Sananda TV was launched with at least three hours of so-called original programming—a striking departure from the norm of slowly scaling up the production of original software based on audience feedback, according to a former Sananda TV programming executive, who, too, did not want to be named. ABP spent heavily on these software, but the programmes were not received well by the audience.
“In the GEC (general entertainment channel) space, leadership is critical to make money,” Gupta said about Sananda TV and Star’s own Jalsha channel. “Star Jalsha has been the market leader for the last three years. We broke even in the first year. We run a profitable operation because we have been the number one channel in Bangla entertainment. We do roughly 500 GRPs (gross rating points) a week. Sananda may be 50-60 GRPs a week. In GEC, only the top two or three channels make money, the rest bleed.”
According to executives at media buying agencies who didn’t want to be identified, the rate for a 10-second commercial on Sananda TV costs as low as Rs.2,000, compared with Rs.25,000-Rs.35,000 that Star Jalsha charges. Zee Bangla charges around Rs.20,000 per 10-second ad spot and ETV Bangla around Rs.5,000, they said.
Sananda TV is the second Bengali channel to have shut this year. Mahuaa Bangla, a general entertainment channel launched in 2010 by Mahuaa Media Pvt. Ltd, was the first.
“Since last year, advertising revenues have been almost flat and subscription revenue hasn’t really kicked-off...,” said a media analyst at a leading audit and consulting company who didn’t want to be named. “And given the current market, advertisers prefer putting their ad spends on leading channels, which has made it difficult for mid-level channels to sustain.”
In February-March, ABP announced internally that Sananda TV would either be sold or closed.
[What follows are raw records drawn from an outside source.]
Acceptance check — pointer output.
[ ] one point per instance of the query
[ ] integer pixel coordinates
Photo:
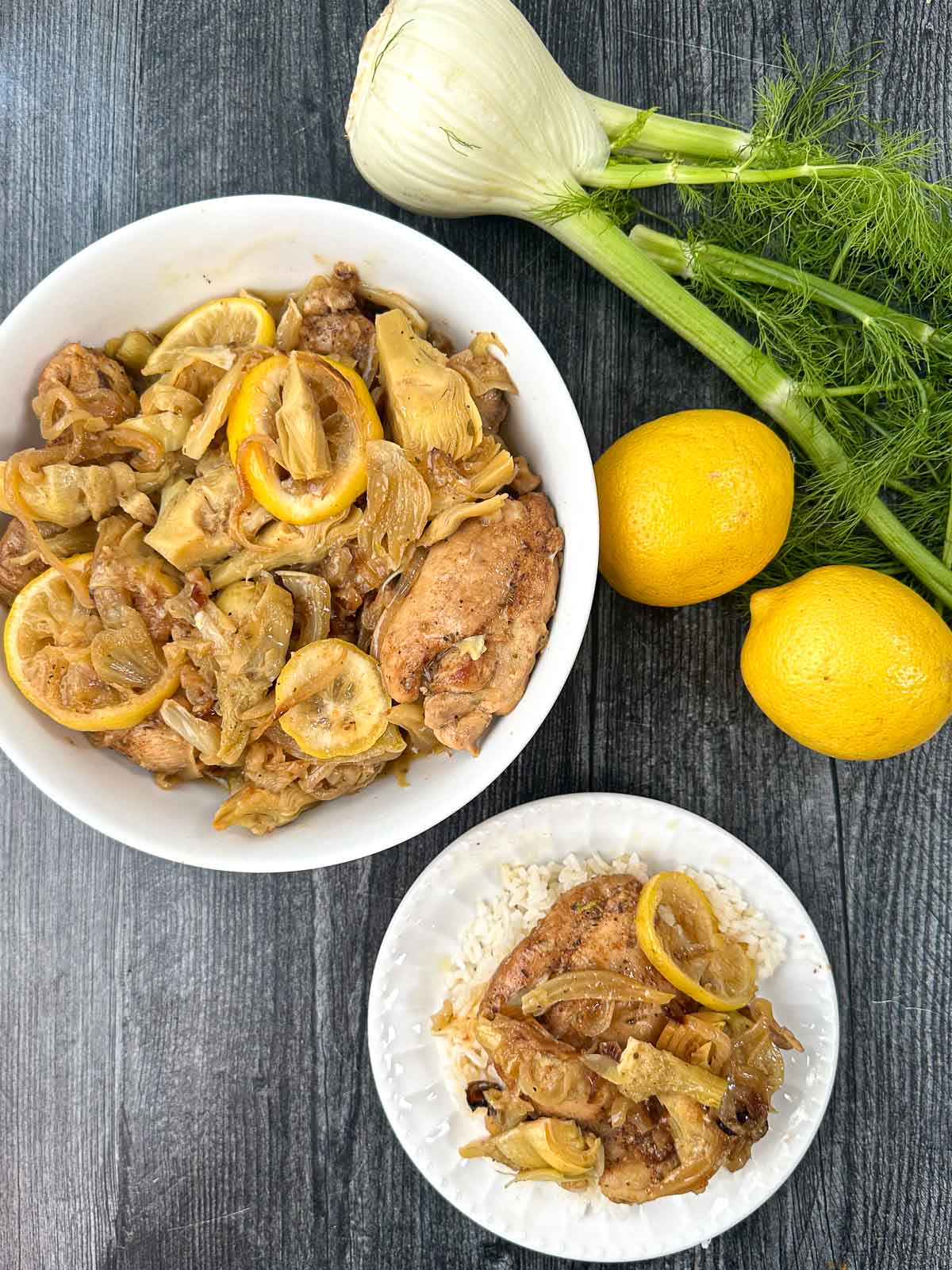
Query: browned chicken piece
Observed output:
(99, 383)
(590, 927)
(152, 745)
(333, 324)
(547, 1072)
(639, 1157)
(494, 410)
(497, 581)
A search for potential buyers was launched around that time with the aim of paring losses—ABP wanted Sananda TV’s loans to be taken over even if it couldn’t fully recover its contribution in the form of equity capital.
RoC filings show the ABP group and/or its promoters had pumped in at least Rs.65 crore into Goldvision Entertainment in the form of equity, and according to people familiar with the ABP-NVD Entertainments transaction, Sananda TV had a liability of around Rs.150 crore when the MoU was signed in September.
The refusal of lenders to transfer credit facilities offered to Goldvision, to NVD Entertainment may have scuppered the deal, said people familiar with the situation.
NVD Entertainments had initially agreed to take over the liabilities of Goldvision Entertainments, assessed by it at around Rs.150 crore, despite being advised against taking over Sananda TV by a consulting firm, according to one of the people mentioned in the first instance.
Another version goes that ABP pulled the plug on the deal after cheques with which NVD Entertainments was to make the first tranche of payment were dishonoured either for paucity of funds or at the advice of the issuer.
Mint couldn’t independently verify any of these versions.
Shuchi Bansal in New Delhi and Aminah Sheikh in Mumbai contributed to this story.